2. Analyse and compute the time and frequency response of simple circuits through application of fundamental network theorems.

3. Analyse and characterise signals and linear systems using various transform methods.

4. Break down a complicated engineering design, such as an electric circuit, data acquisition system, or DC actuator, into a system of interconnected subsystems. 

5. Demonstrate an understanding of the fundamentals of data acquisition systems and sensors and their application to sampling and acquisition of real-world physical signals.

6. Specify, implement and evaluate basic data acquisition and control systems. 
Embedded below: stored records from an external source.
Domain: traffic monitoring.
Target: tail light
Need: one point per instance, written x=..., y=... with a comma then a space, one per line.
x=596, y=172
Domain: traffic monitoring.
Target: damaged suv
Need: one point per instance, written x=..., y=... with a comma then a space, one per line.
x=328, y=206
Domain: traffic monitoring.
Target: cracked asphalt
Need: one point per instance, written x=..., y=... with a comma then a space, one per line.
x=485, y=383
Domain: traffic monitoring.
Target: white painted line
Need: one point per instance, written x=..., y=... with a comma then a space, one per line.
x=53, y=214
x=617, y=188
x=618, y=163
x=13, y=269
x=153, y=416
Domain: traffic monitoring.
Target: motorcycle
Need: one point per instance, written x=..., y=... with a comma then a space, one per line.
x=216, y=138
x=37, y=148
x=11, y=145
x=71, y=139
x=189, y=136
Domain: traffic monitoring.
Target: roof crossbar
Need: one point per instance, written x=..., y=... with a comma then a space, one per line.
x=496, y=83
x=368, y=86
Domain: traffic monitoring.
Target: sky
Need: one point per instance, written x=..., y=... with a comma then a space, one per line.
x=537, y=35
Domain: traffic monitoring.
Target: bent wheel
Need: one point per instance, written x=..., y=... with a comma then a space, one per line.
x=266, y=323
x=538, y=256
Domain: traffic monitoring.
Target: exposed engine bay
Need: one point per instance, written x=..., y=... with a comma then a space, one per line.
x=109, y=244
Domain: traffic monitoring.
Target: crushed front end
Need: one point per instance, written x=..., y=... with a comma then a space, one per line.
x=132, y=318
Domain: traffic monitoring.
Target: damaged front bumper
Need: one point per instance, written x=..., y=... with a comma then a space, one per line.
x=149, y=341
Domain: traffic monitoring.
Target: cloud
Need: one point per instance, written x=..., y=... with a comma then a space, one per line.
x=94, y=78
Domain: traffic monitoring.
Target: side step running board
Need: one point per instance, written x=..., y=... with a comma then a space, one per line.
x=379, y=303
7. Analyse simple DC actuators and motors and associated controllers. 

Module syllabus

•Electrical Circuits: Voltage and current sources, resistors, capacitors, inductors and potential dividers. Kirchhoff's laws. Series and parallel laws. Principle of superposition.
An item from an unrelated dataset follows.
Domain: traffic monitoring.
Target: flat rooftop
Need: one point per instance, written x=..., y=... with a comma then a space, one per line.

•Circuit Analysis: Thevenin and Norton equivalence theorems. Resistance matching. Nodal circuit analysis.

•Amplifier Circuits: Ideal operational amplifiers (op-amps), inverting and non-inverting op-amp circuits, summing amplifier, unity gain buffer, integrator circuit.

•Frequency Response: Frequency response diagrams (Bode plots).

•Response of Electrical Circuits.

•Transfer functions and their use in characterising LTI systems. Initial- and Final-Value theorems.  Pole-zero diagrams and their relation to Fourier transforms.

•Filters. Filter design. Real vs ideal filters, application to discrete data, windowing, moving average, other common filter windows.

•Data Acquisition: Fundamentals of a DAQ system, sampling, Nyquist limit, Anti-aliasing, Analog to Digital Conversion, Digital to Analog Conversion, Introduction to Labview

•Sensors: Potentiometers, optical encoders, strain measurement, pressure transducers, temperature sensors.

•Actuators: Solenoids, DC motors, DC motor control.

Teaching methods

The module will be delivered primarily through large-class lectures introducing the key concepts and methods, supported by a variety of delivery methods combining the traditional and the technological. The content is presented via a combination of slides, whiteboard and visualiser.
Learning will be reinforced through tutorial question sheets and online and laboratory exercises, featuring analytical and experimental tasks representative of those carried out by practising engineers. 

Assessments

This module presents opportunities for both formative and summative assessment.  

You will be formatively assessed through progress tests and tutorial sessions. 

You will have additional opportunities to self-assess your learning via tutorial problem sheets. 

You will be summatively assessed by a written closed-book examination at the end of the module as well as through practical laboratory assessments and online assignments.

Assessment type Assessment description Weighting Pass mark
Examination Written examination 65% 40%
Practical Labs 30%       40%
Coursework Peer Assessed Poster 5%       40%
 
You will receive feedback both during the laboratory sessions and following the online assignments.
You will receive feedback on examinations in the form of an examination feedback report on the performance of the entire cohort.
You will receive feedback on your performance whilst undertaking tutorial exercises, during which you will also receive instruction on the correct solution to tutorial problems.
Further individual feedback will be available to you on request via this module’s online feedback forum, through staff office hours and discussions with tutors.